The endpoint for v3 is:
PUT https://api.pinterest.com/v3/oauth/code_exchange/
Example:
curl -X PUT https://api.pinterest.com/v3/oauth/code_exchange/ -d "access_token={access token}&consumer_id={client id}&consumer_secret={client secret}&redirect_uri={redirect uri}&code={code}&grant_type=authorization_code"
What is strange though, is that you have to pass in a valid access token for the endpoint to work or it will return an Unauthenticated error. The access token can be from anyone or any Pinterest app and does not need to be from the authenticating user or the authenticating app, as long as it has not expired.

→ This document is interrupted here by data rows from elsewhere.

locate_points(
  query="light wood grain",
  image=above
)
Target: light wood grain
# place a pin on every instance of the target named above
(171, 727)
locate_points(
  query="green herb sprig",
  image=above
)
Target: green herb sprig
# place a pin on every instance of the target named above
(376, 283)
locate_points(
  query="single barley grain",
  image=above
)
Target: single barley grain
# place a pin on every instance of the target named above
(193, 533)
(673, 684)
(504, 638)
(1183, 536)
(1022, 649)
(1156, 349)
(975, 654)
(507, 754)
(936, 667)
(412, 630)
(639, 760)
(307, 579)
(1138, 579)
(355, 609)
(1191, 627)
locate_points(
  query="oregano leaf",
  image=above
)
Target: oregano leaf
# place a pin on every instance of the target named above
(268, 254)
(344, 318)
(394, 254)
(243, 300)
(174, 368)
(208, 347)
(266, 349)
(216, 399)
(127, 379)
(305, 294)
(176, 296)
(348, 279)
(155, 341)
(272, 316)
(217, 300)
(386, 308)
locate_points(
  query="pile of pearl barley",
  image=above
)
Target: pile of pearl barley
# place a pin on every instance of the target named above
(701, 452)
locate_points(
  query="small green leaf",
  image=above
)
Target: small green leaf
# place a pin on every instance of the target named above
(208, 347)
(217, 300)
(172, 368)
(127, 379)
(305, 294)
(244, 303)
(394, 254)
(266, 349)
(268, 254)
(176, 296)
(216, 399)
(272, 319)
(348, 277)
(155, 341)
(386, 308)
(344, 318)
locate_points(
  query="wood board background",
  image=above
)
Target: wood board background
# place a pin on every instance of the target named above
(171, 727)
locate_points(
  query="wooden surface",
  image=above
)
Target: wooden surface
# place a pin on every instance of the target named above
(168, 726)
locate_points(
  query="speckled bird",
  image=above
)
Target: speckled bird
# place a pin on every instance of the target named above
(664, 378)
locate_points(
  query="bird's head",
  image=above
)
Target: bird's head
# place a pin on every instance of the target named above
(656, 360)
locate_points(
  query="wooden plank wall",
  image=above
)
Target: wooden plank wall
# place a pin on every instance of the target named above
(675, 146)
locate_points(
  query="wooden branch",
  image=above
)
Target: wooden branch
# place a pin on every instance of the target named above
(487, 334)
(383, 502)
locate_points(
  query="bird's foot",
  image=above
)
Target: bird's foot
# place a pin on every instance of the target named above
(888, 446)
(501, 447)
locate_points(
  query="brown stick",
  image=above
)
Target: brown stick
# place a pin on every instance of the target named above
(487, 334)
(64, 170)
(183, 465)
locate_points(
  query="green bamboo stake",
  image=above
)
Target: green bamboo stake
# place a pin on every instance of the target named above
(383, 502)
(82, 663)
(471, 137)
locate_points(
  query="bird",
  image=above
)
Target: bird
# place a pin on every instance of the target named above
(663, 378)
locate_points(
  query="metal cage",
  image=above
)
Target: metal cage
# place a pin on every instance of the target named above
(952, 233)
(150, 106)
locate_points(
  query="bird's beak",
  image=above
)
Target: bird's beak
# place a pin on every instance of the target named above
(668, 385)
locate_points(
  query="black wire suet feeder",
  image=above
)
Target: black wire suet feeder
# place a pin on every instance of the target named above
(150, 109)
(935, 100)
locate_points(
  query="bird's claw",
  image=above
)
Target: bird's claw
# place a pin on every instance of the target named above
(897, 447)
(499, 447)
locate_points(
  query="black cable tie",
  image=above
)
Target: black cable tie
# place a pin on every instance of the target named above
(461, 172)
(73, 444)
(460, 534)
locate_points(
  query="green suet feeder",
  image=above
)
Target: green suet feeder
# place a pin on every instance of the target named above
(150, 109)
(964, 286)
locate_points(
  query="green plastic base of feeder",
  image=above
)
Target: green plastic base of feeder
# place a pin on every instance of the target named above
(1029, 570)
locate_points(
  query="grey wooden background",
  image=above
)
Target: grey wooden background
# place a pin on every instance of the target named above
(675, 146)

The easiest way to obtain a valid access token as of now is to log in to the Pinterest for iPhone app here and you will find the token in the URL hash:
https://www.pinterest.com/oauth/?consumer_id=1431594&response_type=token
In talking to the pinterest devs, this looks like the correct approach:
PUT https://api.pinterest.com/v3/oauth/code_exchange/?code={auth_code}&grant_type=authorization_code&client_id={client_id}×tamp={timestamp}&consumer_id={client_id}&redirect_uri={redirect_uri}&oauth_signature={oauth_sig}
I was surprised to see that I would get a 401 when passing the data in the PUT body.